Farrell, 55, completed his fifth season as Red Sox manager in 2017, leading the team to a 93-69 (.574) record and the club’s ninth American League East division title. Boston finished the season with the third-best record in the American League, tied for fifth best in the majors.
During his Red Sox tenure (2013-17), Farrell’s clubs went 432-378 (.533) and earned three division titles (2013, 2016, 2017). His 432 managerial wins and 810 games managed both rank sixth in club history, and he is the only manager ever to lead the Red Sox to consecutive division titles. His first season was highlighted by Boston’s eighth World Series championship, as he was named American League Manager of the Year by The Sporting News.
This is just wild speculation on my part, but I have to wonder if the reason Farrell was given the old boot was because the locker room wasn’t big enough for all the egos it was trying to contain. Farrell and his team completely mishandled the Manny Machado situation and came across looking like petty children, and Farrell reportedly clashed with suprise suprise Chris Sale, as well as David Price. There was also a noted headed exchange with Drew Pomeranz. Additionally, ratings have dropped and Farrell has become a common punching bag on Boston talk radio. All of this despite actually tactically making mostly sound decisions as a manager.
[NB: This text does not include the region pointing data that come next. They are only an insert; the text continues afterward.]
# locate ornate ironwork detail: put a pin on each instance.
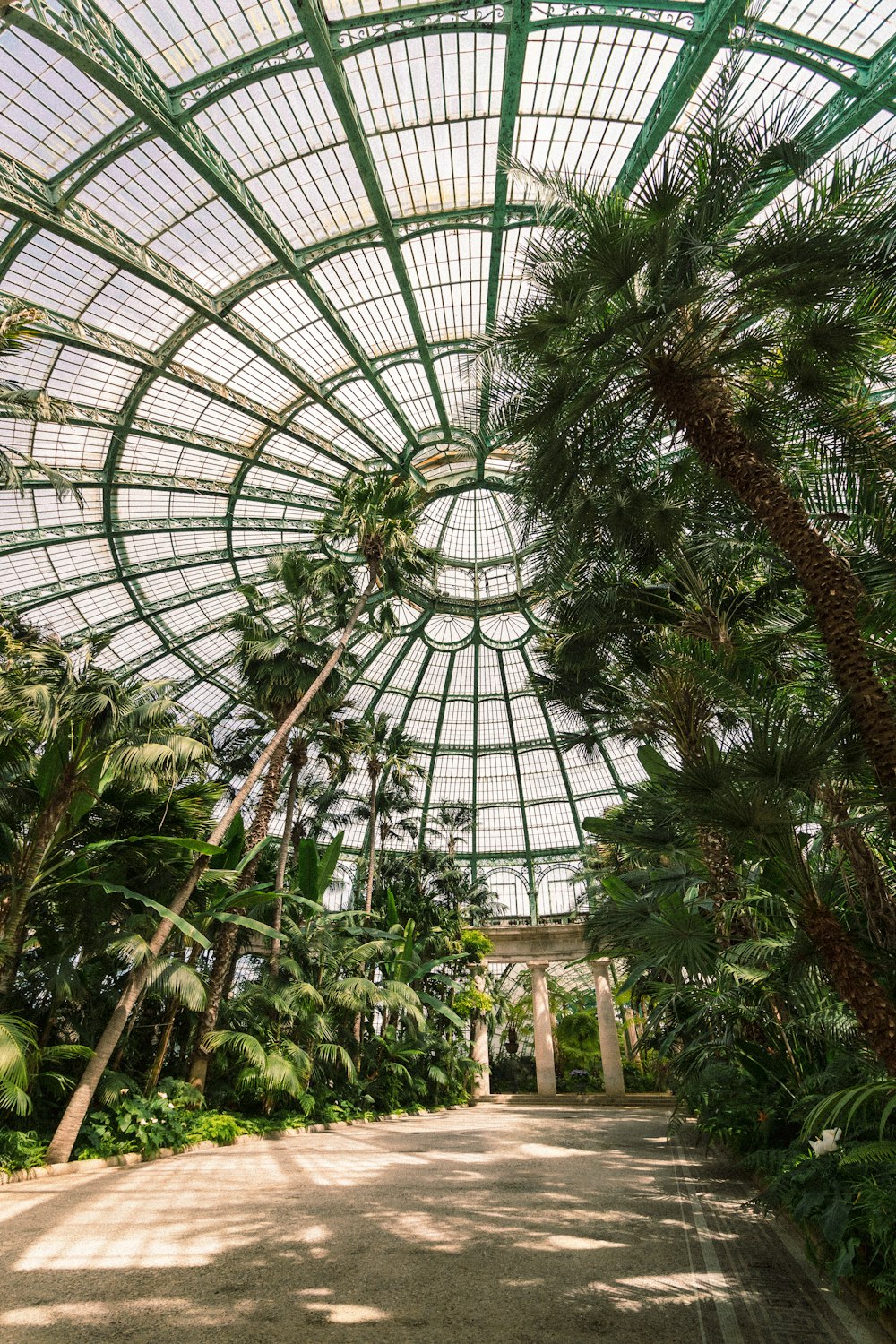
(487, 18)
(293, 56)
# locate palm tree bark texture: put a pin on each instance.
(702, 413)
(853, 980)
(64, 1140)
(226, 938)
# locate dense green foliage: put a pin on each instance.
(708, 464)
(144, 932)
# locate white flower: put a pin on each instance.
(826, 1144)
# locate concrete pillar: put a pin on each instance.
(479, 1047)
(543, 1035)
(610, 1055)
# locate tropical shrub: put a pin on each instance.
(134, 1125)
(21, 1150)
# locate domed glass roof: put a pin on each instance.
(263, 237)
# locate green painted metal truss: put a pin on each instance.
(265, 237)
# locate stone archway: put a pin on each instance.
(536, 946)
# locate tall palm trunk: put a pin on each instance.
(15, 908)
(164, 1042)
(297, 765)
(704, 414)
(74, 1115)
(371, 847)
(228, 935)
(874, 895)
(853, 980)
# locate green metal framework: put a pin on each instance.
(265, 239)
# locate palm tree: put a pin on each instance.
(16, 331)
(336, 741)
(378, 513)
(389, 755)
(669, 327)
(454, 820)
(277, 664)
(761, 793)
(88, 730)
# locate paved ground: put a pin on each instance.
(487, 1226)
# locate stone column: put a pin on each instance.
(632, 1037)
(479, 1047)
(543, 1035)
(610, 1055)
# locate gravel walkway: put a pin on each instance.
(487, 1226)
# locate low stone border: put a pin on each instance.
(203, 1145)
(661, 1099)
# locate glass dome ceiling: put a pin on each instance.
(263, 237)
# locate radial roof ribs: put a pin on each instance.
(265, 241)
Farrell handled his bullpen very well including making some very ballsy decisions in the playoffs, favoring to work his key starters out of the pen in high leverage situations.
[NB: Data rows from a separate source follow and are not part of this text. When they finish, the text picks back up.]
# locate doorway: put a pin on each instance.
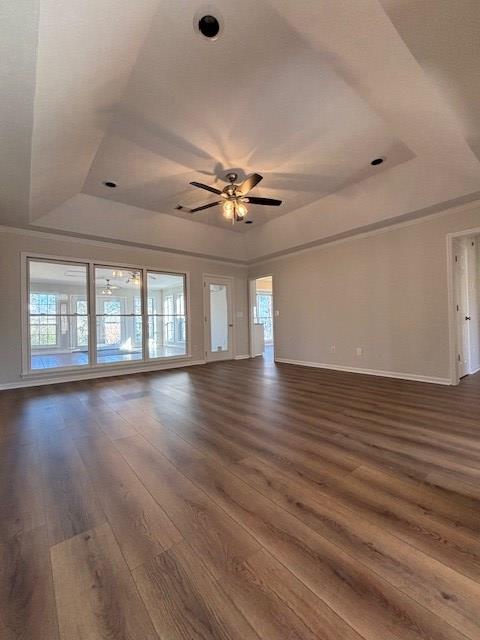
(218, 318)
(262, 340)
(466, 298)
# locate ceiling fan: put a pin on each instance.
(234, 197)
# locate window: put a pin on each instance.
(57, 322)
(43, 319)
(167, 326)
(119, 315)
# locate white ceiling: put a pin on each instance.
(304, 93)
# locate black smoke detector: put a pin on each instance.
(209, 26)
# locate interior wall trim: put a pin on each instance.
(369, 372)
(465, 203)
(374, 229)
(41, 380)
(59, 234)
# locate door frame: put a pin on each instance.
(452, 313)
(251, 304)
(206, 337)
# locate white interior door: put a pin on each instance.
(218, 318)
(462, 308)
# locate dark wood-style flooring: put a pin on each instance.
(240, 500)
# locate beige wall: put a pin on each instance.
(385, 293)
(12, 244)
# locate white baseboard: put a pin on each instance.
(42, 379)
(369, 372)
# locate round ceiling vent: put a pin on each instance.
(208, 23)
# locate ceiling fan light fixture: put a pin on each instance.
(241, 210)
(228, 209)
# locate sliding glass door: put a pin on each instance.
(167, 335)
(82, 314)
(57, 322)
(118, 315)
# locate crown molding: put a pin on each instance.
(58, 234)
(457, 205)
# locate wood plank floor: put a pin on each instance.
(240, 500)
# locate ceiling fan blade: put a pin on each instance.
(249, 182)
(207, 187)
(271, 201)
(201, 208)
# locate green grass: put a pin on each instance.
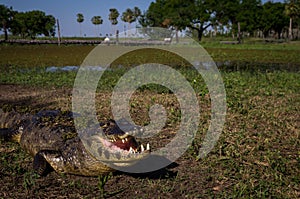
(257, 155)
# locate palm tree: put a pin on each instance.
(6, 15)
(80, 19)
(292, 10)
(113, 16)
(97, 21)
(128, 16)
(137, 13)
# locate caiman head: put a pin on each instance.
(117, 147)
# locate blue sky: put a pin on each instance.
(66, 11)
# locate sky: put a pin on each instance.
(66, 10)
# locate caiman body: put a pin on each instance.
(56, 146)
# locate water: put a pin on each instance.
(54, 69)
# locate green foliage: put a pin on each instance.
(113, 16)
(272, 18)
(6, 15)
(128, 16)
(33, 23)
(97, 20)
(80, 17)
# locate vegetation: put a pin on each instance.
(257, 155)
(247, 16)
(113, 16)
(131, 15)
(97, 21)
(80, 19)
(27, 24)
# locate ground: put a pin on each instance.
(252, 159)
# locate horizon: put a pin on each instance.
(66, 11)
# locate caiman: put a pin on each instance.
(56, 146)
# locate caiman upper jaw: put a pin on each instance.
(128, 143)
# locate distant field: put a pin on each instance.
(52, 55)
(257, 155)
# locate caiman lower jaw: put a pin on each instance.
(126, 144)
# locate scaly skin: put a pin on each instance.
(56, 146)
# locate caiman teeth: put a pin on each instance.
(131, 150)
(142, 148)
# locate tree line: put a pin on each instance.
(193, 16)
(26, 24)
(235, 16)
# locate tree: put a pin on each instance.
(113, 16)
(292, 10)
(6, 15)
(196, 15)
(80, 19)
(33, 23)
(137, 13)
(97, 21)
(273, 18)
(249, 15)
(128, 16)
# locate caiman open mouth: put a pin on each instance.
(128, 143)
(120, 141)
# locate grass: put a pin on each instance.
(257, 155)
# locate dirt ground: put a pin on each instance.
(19, 181)
(219, 175)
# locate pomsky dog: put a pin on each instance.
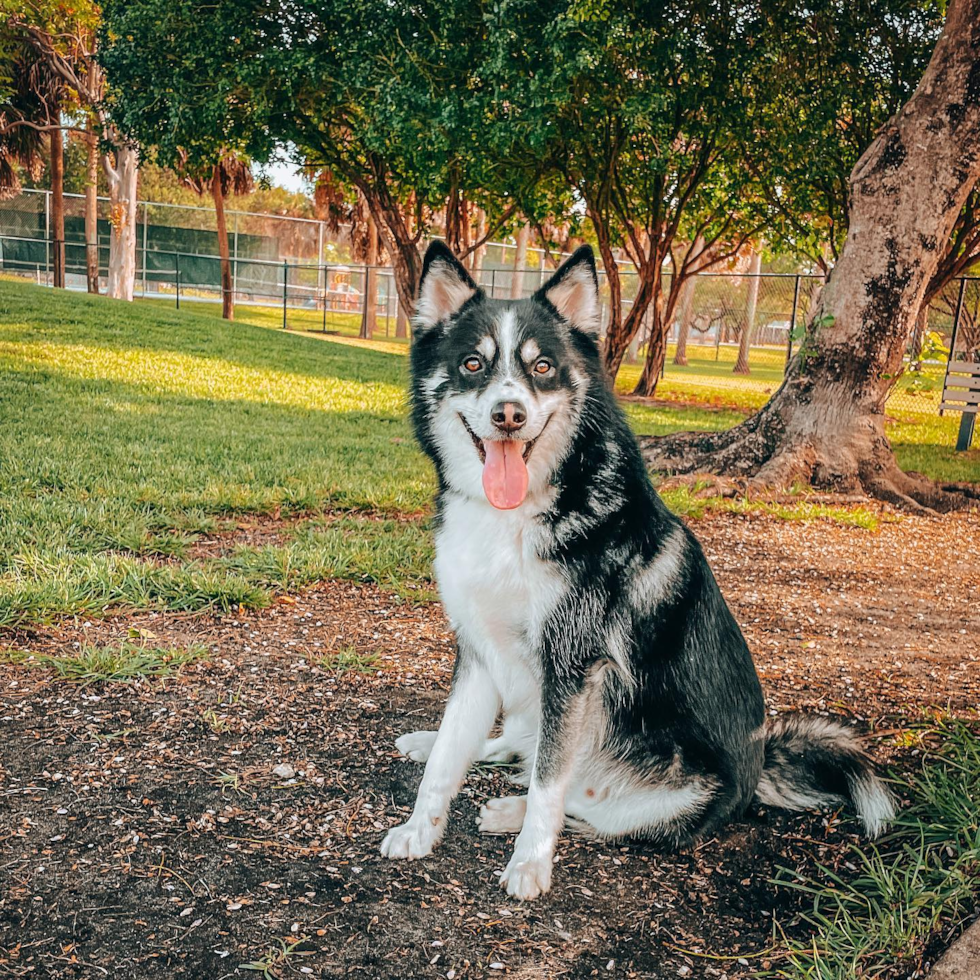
(585, 612)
Another factor that worked against Farrell was that he was already in place when Dave Dombrowski was given the reigns, so maybe Farrell was never his first choice, and now he can go out and get one of his guys to work for him. I also suspect the termination shifts blame to Farrell for not managing the massive egos, rather than on Dombrowski for putting all those egos into one room in the first place.
Over 5 season with the Sox, Farrell posted a 432-378 record, including a World Series championship in 2013 and two consecutive AL East titles.